On 8 May 1903, Arkansas Attorney General William G. Whipple wrote to U.S. Attorney General Philander C. Knox to announce (and request funding for) investigation of a “white-capping” case. Whipple wrote that an “inferior class of white men feeling themselves unable to compete with colored tenants combined to drive them out of the country.” Knox approved the investigation, responding that the Department of Justice was “alive to the aggressive attitude of such organized bands as those to which you refer, and determined to meet such emergencies with proper and decisive action”.
By October 1903, a grand jury had indicted two groups of White men accused of white-capping. The first case, filed as United States v. Morris, involved a group of 11 men accused of targeting sharecroppers. The second, United States v. Maples, accused 15 men of intimidating Black workers at a lumber mill in Whitehall, Arkansas. The case against them was made primarily under two statutes of the U.S. Code.

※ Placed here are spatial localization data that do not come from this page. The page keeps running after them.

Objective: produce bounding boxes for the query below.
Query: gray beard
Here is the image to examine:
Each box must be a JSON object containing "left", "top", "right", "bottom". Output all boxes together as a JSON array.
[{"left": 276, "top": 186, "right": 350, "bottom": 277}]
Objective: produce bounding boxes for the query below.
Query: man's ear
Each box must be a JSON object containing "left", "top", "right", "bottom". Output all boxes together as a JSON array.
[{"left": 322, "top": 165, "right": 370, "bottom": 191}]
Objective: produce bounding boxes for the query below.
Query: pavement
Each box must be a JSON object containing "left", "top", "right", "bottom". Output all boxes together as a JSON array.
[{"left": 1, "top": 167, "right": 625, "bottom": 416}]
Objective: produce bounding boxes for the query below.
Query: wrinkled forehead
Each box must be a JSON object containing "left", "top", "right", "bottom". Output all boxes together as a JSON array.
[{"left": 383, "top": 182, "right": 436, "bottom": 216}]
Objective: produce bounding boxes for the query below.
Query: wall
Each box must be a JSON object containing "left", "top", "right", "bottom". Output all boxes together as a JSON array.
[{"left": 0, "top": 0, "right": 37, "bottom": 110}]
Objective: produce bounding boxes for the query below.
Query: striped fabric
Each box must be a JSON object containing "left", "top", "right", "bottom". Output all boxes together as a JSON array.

§1977 gives “all persons” in the U.S. the same right to make contracts “as is enjoyed by white citizens” :
All persons within the jurisdiction of the United States shall have the same right in every state and territory to make and enforce contracts, to sue, be parties, give evidence, and to the full and equal benefit of all laws and proceedings for the security of persons and property as is enjoyed by white citizens, and shall be subject to like punishment, pains, penalties, taxes, licenses, and exactions of every kind, and to no other.